If they'd known then what they know now, it would be an interesting question what dairy farmers would have gone for back in 1999. Would the industry behemoth still look as good an option, compared (say) with creating two decent sized entities, each competing for the farmers' custom, and each with its own approach to product innovation, marketing, and overseas investment? But even if with hindsight some alternative might have been better, it's hard to see how that particular cake can now be unbaked.
All that said, there have been positives from the current regime. Fonterra has come up with some good ideas: Trading Among Farmers for one, and the listing of the Fonterra Shareholders' Fund for another. And DIRA has handled some issues a good deal better than the Aussies have been able to manage theirs. The ACCC's draft report last November on the Aussie dairy industry found that Aussie dairy farmers were at the bottom of a totem pole with the supermarket duopsony at the top and the processor oligopsony in the middle: "Unlike others in the supply chain, most dairy farmers have no bargaining power and limited scope to reposition their businesses to mitigate this ... Imbalances in bargaining power between processors and farmers result in practices that reduce competition for raw milk and transfer disproportionate levels of risk onto farmers" (pages 12-13). Kiwi farmers, with their right to join Fonterra and get a price policed by the Milk Price Manual, are in a better place.

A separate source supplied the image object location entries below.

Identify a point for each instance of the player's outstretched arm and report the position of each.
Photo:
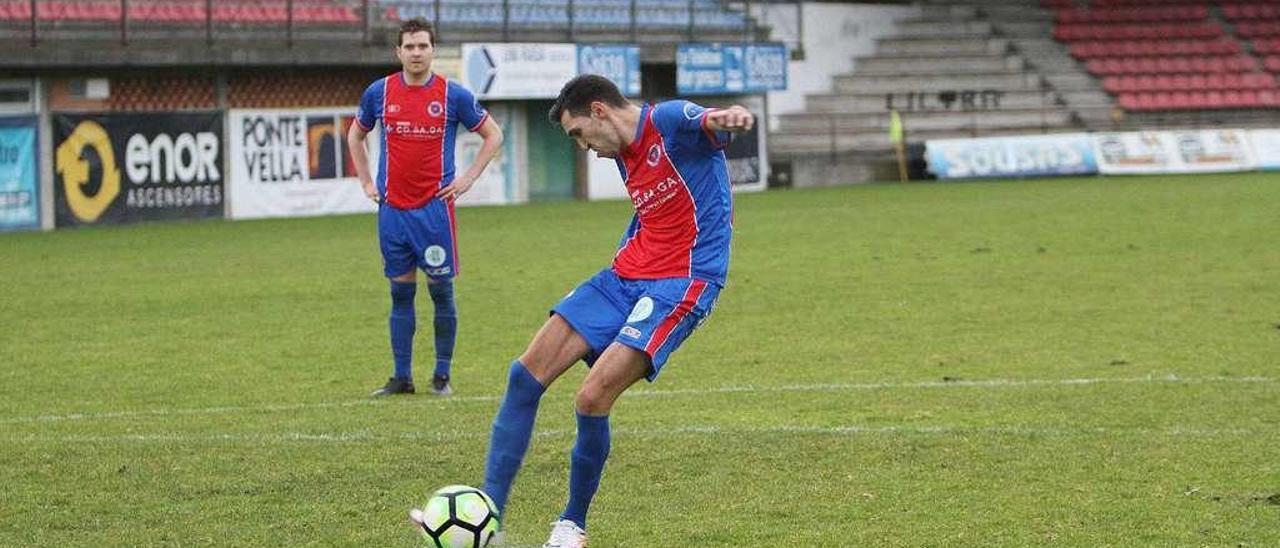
(734, 119)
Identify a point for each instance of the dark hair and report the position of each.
(577, 95)
(416, 24)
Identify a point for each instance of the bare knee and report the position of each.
(593, 400)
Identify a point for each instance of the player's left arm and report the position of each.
(734, 119)
(492, 135)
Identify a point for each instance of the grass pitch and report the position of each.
(1041, 362)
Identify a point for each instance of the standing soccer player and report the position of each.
(626, 320)
(415, 191)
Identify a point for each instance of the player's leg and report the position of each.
(433, 234)
(554, 348)
(617, 369)
(580, 328)
(664, 315)
(400, 266)
(446, 333)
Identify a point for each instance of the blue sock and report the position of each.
(511, 432)
(403, 323)
(446, 324)
(586, 464)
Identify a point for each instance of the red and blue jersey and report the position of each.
(677, 178)
(419, 131)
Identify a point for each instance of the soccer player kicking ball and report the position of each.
(626, 320)
(415, 191)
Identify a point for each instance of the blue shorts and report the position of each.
(650, 315)
(423, 238)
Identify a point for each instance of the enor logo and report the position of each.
(643, 309)
(76, 170)
(654, 154)
(434, 256)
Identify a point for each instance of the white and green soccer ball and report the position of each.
(457, 516)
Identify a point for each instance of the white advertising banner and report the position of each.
(502, 182)
(1174, 151)
(1266, 149)
(517, 71)
(293, 163)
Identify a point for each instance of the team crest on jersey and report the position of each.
(641, 311)
(693, 110)
(654, 154)
(434, 256)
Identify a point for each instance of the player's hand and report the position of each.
(731, 119)
(460, 186)
(371, 192)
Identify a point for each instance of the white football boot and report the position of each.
(566, 534)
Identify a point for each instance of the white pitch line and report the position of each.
(366, 437)
(650, 393)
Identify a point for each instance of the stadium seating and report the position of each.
(178, 12)
(586, 14)
(1175, 54)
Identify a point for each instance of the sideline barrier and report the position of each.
(1266, 149)
(1109, 154)
(1174, 151)
(1064, 154)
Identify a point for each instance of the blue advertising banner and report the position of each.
(618, 63)
(1066, 154)
(19, 181)
(730, 68)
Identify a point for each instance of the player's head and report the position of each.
(416, 45)
(586, 109)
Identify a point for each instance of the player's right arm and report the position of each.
(370, 106)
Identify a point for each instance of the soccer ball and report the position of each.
(457, 516)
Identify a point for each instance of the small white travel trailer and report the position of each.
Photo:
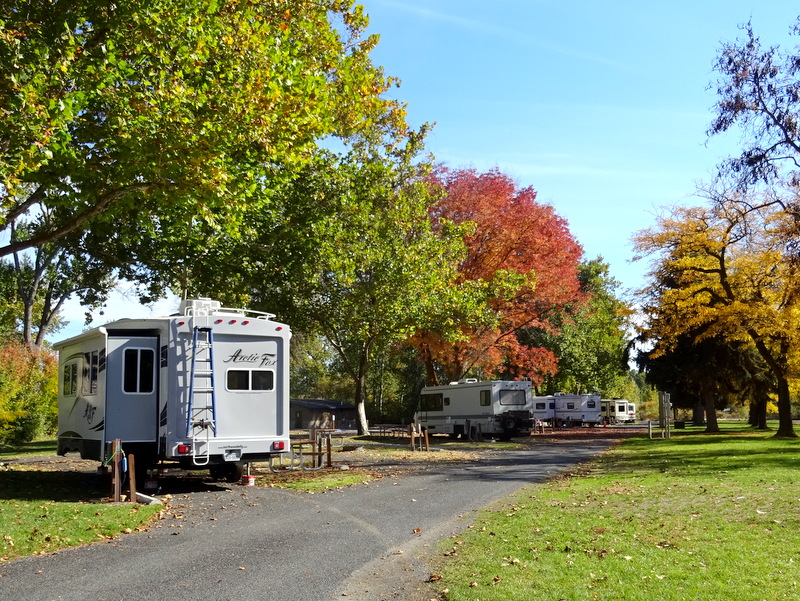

It's also unfair to see everything that happens - good or bad - as down to what Fonterra did or didn't do. The reality is that Fonterra is a middleweight player in a big global market: what it can do is heavily circumscribed by global demand and supply factors. Rather than assuming that Fonterra is an unconstrained free agent, and playing the blame game New Zealand is so good at, the better questions are, has it played the hand it's been dealt as well as it might have? And has it worked the strategic angles so that the next deal of the cards falls more its way? I've no idea, and without good evidence people shouldn't be jumping to any premature conclusions.
In any event we'll know what precisely was on the government's mind when we see the terms of reference for the dairy review, which can't be far away. And the whole episode, by the way, is yet another example of why we need a 'market studies' power for the Commerce Commission. The last government, in what had become sadly typical of its too little too late approach to competition policy, had reached the point where it was prepared to give the Commission some circumscribed powers to look at how industries were travelling. This new government is more friendly to the idea, and rightly so: if there are competition issues in any industry, the specialist in the competition game should be able to take a proactive look and come up with some fixes.